Si bien la interacción madre-bebé se caracteriza por una alternancia de turnos desde los primeros momentos, existe una marcada asimetría en los roles. El comportamiento del bebé está determinado por ritmos y contingencias propias de su desarrollo, mientras que la responsabilidad de adaptarse a dichos ritmos recae principalmente en la madre, con el fin de construir un intercambio similar a un diálogo.


Dada la relevancia de estas primeras interacciones para el desarrollo de aprendizajes comunicativos, sociales y afectivos, resulta fundamental que la madre y el bebé logren coordinar sus tiempos, respetar los límites de saturación y construir una relación armoniosa, configurando lo que se denomina una “danza interactiva”. En este proceso, la madre aprende a mantener una base reguladora calmada, evitando la sobreestimulación y ajustando su actividad a las necesidades del bebé, facilitando así su autorregulación.


Referencias


Faas, A. E., Codosea, L. E., Curti, J., Ferrero, M. J., Herrero, M. I., Marasca, R., … Rabinovich, D. (2022).
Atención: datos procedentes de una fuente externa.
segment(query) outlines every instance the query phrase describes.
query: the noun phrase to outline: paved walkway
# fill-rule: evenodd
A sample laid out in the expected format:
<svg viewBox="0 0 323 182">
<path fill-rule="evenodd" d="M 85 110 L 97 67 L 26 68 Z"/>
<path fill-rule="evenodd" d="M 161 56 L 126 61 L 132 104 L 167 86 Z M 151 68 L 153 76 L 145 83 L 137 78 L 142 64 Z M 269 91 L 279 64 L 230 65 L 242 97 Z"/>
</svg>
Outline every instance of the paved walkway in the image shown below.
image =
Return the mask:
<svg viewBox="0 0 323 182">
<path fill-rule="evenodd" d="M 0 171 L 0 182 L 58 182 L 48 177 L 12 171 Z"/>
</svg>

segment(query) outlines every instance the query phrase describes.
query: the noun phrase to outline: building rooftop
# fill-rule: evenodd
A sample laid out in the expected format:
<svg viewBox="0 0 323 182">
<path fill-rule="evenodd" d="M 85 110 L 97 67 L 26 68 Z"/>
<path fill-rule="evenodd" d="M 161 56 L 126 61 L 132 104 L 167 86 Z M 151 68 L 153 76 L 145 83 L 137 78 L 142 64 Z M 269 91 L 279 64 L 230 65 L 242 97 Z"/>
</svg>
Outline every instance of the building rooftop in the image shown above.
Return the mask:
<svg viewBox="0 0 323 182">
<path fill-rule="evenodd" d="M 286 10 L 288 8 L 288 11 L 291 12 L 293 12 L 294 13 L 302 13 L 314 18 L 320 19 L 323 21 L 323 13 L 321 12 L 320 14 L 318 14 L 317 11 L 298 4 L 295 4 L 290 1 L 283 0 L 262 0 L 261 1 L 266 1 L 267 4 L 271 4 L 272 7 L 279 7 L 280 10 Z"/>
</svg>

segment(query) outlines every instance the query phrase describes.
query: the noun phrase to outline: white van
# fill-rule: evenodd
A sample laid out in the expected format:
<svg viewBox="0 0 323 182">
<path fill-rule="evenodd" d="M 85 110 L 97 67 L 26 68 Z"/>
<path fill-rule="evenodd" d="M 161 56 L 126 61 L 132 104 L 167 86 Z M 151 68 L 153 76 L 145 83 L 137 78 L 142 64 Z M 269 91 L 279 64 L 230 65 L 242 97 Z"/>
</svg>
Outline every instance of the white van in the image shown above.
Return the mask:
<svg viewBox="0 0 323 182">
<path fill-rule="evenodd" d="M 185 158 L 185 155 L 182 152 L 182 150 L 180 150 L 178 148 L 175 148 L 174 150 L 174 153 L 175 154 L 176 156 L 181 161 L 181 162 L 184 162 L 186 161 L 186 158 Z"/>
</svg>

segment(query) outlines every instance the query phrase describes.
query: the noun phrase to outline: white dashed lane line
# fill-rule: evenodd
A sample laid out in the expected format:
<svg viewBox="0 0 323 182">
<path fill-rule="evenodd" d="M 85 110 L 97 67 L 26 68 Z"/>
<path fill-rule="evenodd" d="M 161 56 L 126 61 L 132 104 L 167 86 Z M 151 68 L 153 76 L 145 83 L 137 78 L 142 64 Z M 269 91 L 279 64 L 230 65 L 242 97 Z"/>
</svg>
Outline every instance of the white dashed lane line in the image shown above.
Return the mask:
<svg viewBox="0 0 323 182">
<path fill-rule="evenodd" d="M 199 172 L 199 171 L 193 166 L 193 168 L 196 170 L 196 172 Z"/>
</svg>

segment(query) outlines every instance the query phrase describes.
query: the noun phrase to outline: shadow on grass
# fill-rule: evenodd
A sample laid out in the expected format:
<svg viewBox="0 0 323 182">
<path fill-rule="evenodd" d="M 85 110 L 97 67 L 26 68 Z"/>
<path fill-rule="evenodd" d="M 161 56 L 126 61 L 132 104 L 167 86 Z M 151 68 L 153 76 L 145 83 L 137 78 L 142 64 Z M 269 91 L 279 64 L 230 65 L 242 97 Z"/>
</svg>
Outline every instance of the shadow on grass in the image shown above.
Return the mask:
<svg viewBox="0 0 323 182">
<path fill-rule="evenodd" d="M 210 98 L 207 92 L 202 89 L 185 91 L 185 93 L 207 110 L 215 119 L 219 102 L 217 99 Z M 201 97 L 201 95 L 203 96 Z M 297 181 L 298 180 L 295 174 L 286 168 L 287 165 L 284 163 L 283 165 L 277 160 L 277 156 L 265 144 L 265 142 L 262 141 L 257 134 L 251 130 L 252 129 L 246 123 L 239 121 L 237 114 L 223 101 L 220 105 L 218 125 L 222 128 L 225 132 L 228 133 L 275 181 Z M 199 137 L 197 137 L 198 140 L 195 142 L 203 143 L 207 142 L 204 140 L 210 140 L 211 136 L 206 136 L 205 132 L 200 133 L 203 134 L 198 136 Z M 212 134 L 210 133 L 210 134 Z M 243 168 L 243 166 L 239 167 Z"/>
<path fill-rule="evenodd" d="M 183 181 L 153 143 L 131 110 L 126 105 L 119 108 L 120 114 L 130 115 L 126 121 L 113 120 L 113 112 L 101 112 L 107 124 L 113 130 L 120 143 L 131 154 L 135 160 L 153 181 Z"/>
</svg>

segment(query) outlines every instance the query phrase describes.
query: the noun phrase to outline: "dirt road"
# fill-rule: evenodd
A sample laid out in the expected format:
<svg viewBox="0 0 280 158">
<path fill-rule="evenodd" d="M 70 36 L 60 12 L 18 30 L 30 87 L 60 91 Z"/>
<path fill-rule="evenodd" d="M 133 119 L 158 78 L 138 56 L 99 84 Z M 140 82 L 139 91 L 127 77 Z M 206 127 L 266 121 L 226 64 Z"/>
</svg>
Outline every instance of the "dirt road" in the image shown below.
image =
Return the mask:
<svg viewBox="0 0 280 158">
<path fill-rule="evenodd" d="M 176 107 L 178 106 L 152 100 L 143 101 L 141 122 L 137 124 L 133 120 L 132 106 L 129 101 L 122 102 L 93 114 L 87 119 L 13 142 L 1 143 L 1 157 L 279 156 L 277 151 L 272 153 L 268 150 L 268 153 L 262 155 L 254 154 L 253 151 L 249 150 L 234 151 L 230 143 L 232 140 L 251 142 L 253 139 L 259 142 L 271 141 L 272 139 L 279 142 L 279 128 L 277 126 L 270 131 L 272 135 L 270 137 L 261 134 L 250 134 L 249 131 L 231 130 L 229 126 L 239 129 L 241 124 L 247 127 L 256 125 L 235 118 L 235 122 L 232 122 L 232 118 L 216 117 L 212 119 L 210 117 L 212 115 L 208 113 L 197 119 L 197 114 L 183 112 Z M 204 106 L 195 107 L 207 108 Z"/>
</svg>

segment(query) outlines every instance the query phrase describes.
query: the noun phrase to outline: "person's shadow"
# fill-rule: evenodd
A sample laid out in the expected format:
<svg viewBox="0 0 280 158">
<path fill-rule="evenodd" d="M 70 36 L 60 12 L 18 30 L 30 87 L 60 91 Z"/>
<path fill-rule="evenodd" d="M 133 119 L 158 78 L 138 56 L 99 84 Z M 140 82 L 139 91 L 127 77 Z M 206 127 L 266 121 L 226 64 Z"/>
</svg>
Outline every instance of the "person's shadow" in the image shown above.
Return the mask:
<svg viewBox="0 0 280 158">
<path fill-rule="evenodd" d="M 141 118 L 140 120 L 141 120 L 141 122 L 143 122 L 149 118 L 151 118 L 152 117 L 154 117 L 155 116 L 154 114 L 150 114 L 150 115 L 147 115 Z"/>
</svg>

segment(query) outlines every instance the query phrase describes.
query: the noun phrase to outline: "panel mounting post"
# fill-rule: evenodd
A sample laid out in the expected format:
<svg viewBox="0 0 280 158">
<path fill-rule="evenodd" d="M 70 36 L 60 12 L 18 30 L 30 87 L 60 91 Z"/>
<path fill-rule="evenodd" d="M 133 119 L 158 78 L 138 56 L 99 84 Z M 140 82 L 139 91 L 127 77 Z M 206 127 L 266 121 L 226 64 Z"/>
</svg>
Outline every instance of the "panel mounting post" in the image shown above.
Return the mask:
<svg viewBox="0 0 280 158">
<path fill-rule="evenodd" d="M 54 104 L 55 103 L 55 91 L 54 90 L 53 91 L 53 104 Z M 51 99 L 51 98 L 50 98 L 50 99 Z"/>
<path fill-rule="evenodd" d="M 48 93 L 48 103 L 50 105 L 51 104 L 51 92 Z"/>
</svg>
Interacciones vinculares mamá-bebé: Impacto de las creencias maternas. Revista Latinoamericana de Ciencias Sociales, Niñez y Juventud, 20(2), 295–324.

González, I. (2020). Incidencia de la prematuridad en la interacción comunicativa en la díada madre-bebé y en la autopercepción materna del estrés (Tesis doctoral). Universidad de Barcelona.

Muñoz López, N. (2020). Interacción sonora en la relación madre-infante [Trabajo de grado / tesis].